Time to return to arranged marriages

In human affairs, if there is one decision that the great majority of us make that stands head and shoulders above all others in consequence, it is who we will choose to marry. Indeed marriage will likely set off a chain of events that will be felt for a lifetime and generations to come.

Any twenty year old suspects this to be true. Any forty year old knows it to be true. Any sixty year will testify from the mountain tops.

This and other truisms need to be restated and justified because we live in strange times, made strange because a good quarter of us are challenging which way is up, thus forcing the rest of us defend the obvious.

So stand, stretch out your arm in line with your body directly above your head, extend your index finger, and try to touch the sky. That is the direction of up.

Likewise it should go without saying that marriage is born of our human nature, both man and woman being drawn to it, and that it is the font of human security and comfort for both the husband and wife, as well their children because children obviously need both their mother and father and all that the home they make together provides.

It should also be obvious that the Sexual Revolution of the 1960’s and the related coming of No-Fault-Divorce has since 1970 mass produced children born out of wedlock and broken homes, which has in turn mass produced people that are just a lil’ bit broken.
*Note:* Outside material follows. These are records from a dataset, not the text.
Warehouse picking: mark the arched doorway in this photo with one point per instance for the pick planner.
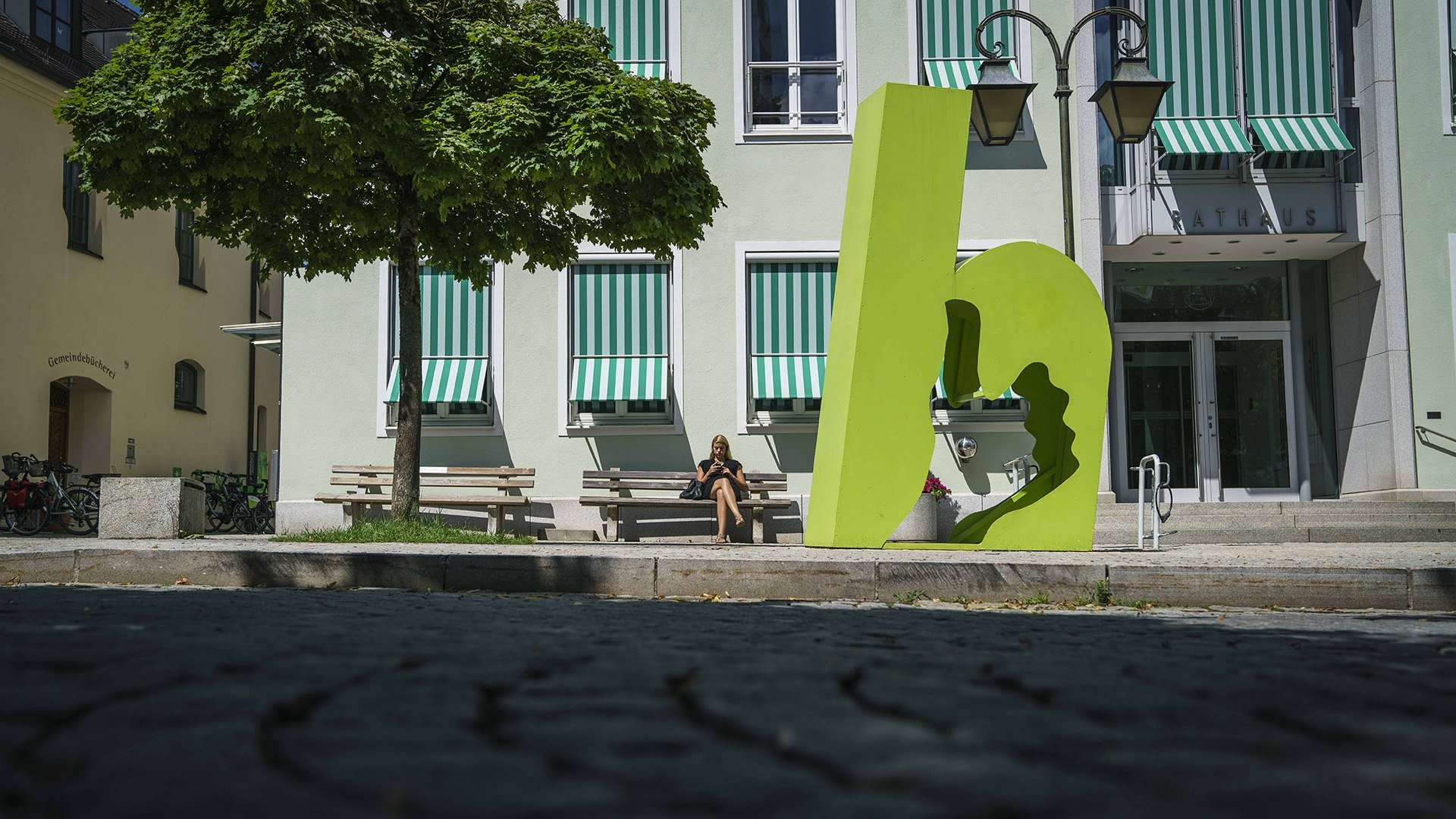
(80, 425)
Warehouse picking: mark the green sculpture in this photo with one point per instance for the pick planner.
(1019, 315)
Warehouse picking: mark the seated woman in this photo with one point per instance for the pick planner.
(723, 480)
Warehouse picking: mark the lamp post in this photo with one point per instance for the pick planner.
(1128, 101)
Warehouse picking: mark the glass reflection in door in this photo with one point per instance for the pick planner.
(1253, 413)
(1159, 400)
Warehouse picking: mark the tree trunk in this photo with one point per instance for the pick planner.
(406, 426)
We see these people everywhere today as well as in the mirror.

It is likewise obvious that as we grow older we grow wiser. At least usually.

It is also obvious that while we are individuals, virtually all of us live within familial groups and tribes, though modern the tribe may be. And heaven help the poor soul who finds himself truly alone, without family or tribe.
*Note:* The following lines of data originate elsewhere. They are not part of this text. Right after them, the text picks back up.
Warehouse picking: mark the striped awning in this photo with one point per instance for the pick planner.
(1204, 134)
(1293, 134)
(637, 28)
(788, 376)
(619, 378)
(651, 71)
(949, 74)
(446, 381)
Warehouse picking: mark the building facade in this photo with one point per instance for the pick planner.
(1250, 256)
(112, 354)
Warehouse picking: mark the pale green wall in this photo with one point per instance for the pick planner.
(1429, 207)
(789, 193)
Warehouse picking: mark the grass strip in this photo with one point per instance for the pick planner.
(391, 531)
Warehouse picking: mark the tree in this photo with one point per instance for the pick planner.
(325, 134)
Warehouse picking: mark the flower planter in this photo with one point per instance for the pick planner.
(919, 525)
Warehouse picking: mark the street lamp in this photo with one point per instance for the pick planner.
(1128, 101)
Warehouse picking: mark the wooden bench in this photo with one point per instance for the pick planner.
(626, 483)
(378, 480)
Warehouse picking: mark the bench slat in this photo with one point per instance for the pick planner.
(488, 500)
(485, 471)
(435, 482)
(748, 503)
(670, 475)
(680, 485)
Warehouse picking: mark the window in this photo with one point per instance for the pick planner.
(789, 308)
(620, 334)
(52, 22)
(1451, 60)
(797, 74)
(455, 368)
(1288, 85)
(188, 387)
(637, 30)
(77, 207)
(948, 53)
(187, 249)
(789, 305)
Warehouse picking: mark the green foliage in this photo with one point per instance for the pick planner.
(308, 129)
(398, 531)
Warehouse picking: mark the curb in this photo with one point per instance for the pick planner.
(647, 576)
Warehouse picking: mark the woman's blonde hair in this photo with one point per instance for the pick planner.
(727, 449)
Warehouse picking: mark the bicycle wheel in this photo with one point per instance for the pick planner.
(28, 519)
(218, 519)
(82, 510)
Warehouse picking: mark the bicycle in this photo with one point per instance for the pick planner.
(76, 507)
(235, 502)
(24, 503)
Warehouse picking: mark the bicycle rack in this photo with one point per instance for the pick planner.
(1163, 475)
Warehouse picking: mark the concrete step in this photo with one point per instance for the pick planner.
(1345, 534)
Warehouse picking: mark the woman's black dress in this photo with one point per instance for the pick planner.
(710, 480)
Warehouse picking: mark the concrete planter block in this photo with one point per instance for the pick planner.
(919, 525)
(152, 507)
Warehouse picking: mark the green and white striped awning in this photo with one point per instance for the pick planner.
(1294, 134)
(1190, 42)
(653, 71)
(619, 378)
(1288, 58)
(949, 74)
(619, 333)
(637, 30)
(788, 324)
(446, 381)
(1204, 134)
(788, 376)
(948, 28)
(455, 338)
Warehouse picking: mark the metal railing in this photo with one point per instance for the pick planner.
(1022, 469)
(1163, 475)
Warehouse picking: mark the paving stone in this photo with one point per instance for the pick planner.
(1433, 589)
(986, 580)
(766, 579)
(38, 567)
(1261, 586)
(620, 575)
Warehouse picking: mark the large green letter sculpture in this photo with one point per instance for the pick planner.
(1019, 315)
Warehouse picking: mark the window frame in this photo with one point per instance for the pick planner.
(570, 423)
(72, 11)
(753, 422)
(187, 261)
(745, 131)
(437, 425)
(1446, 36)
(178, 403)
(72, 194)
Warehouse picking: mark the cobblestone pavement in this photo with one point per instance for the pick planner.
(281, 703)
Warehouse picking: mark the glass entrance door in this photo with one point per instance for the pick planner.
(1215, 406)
This all being the case, the young man or woman is wise who knows she is not and thus seeks and considers the counsel of the elders in her family and clan.
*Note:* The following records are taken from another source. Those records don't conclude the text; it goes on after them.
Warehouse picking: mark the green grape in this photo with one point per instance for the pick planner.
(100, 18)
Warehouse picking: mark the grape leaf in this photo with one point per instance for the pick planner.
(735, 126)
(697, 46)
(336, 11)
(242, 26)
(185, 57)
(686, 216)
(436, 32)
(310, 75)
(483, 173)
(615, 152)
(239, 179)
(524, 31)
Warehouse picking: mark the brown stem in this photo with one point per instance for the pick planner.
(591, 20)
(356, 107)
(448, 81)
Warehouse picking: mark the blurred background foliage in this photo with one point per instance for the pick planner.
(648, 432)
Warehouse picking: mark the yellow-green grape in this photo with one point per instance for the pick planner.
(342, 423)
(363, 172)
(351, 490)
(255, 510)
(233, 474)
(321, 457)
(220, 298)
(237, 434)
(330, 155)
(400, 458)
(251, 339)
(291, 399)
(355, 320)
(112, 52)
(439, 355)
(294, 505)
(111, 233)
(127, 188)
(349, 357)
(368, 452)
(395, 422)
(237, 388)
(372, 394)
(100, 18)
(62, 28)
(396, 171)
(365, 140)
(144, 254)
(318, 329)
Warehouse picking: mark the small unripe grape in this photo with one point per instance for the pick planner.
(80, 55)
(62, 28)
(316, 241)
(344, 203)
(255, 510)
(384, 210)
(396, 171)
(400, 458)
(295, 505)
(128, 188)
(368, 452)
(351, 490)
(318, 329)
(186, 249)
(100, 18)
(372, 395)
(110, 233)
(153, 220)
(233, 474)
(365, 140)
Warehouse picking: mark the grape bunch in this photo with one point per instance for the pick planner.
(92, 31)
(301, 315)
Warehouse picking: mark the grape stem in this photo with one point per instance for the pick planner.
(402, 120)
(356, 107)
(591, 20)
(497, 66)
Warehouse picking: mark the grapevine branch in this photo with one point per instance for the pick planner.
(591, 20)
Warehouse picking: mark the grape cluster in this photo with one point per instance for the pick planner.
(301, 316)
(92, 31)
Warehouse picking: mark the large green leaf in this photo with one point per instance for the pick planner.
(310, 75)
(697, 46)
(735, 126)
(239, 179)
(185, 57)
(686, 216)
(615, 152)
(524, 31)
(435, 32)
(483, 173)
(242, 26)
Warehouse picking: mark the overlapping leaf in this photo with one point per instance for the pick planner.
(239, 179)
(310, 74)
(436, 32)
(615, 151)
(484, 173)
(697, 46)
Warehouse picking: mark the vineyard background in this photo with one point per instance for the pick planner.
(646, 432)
Likewise, said elders are wise who consider the young of their clan and lend them their experience and wisdom as they make important decisions in their youth that will have long term consequences for themselves as well as the whole family.

To better assure sound marriages in the next generation wise parents and family elders start by preparing their young to not only to be good and emotionally well balanced men and women but also good husbands and wives.

But it shouldn’t stop there.

For ages stretching back to the mist of history peoples everywhere have participated in the selection of their young’s spouse. Indeed arranged or semi-arranged marriages have been the norm until the modern age.

This grates us today only because we have been conditioned for generations now by radical notions of individuality, and during this same time romantic and sexual feelings have been elevated to principal considerations.

So let’s get this straight. In today’s paradigm you make the most important decision of your life, without a life time of experience to guide you, base on how you feel?

This is a recipe for disaster and the proof is in the pudding all around us and has been for years.

On the other hand some form of arranged marriages makes sense if we view ourselves as individuals within a family group, each of which is the font and support of the other.

Those ill-prepared for marriage, the immature, or the emotionally erratic or unbalanced should not expect to have a successful or satisfying marriage, but rather endless struggles until they grow up, straighten up, or break up.

But if you are a young grownup that is more or less squared away, and ready for the rest of your life to put someone else first, then my advice is pick two or three older members of your tribe (blood or not) who genuinely care about you, and ask them to help you vet suitors, or those to be suited. As it has been said for ages, there is wisdom in much counsel.

As for parents and clan elders, you ought not allow your young folk to introduce just any yahoo into the tribe.